Летом, когда пришло время проведать напарника в их общей избушке, Алексей плыл мимо Холы и, встав в лодке, вглядывался во все глаза в ельник, ивняк и небо над ними; был ветер, но и в ветер мощные деревья вдали, казалось, стояли недвижной стеной. Алексей чувствовал, что этот загадочный уголок мира стал зовущим, притягивал его своей таинственностью и чем-то еще другим, — да, да, река манила! Алексей все собирался побывать там, но за другими срочными делами подготовки к сезону выполнить намерение не удавалось. Позже, осенью, когда напарники коротали вечер, попивая чай с брусникой, Алексей спросил у Гришки, бывал ли он на Холе.
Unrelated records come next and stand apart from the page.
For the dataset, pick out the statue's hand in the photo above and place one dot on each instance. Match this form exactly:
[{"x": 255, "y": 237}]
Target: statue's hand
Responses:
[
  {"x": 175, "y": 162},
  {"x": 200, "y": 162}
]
— Нет, не бывал, — ответил тот, — а кето говорят, что река худая.
— Да как это так: худая? Что значит?!
— Не скажу, не знаю. Слепой Семен вел когда-то речь об этой реке. Помнится, он говорил, что там живет какая-то ихняя бабушка.
— Какая такая бабушка? — улыбнулся Алексей.
— Да вот бабушка. Я почем знаю? Семен мне рассказывал, что она такая старенькая — к нему в избушку прилетала. «Летает, — говорит Семен, — крыльями хлопает над избушкой, смеется, а потом села — и… плачет. Я, говорит, сильно испугался сперва, а потом думаю: „Чего мне, старому, бабушку бояться. Небось поладим как-нибудь?“ Вышел, говорит, и кричу: „Ты чего прилетела? Надо было прилетать, когда моложе был, я не в силе уже, лети к молодому русскому охотнику, из него попробуй суп свари, а у меня от старости одни кости да шкура осталась!“ Она как засмеется: „Ха-ха-ха!“ — и улетела». То-то и оно! — продолжал Гришка, — это все не зря Семен говорил, что кето зрячие знают, то и Семен слепой знает. Будь уверен: точно уж худая! Что? Пала тебе на ум эта река? Берегись, па-а-рень! Гля-а-ди-ка! Там бабушка прописалась!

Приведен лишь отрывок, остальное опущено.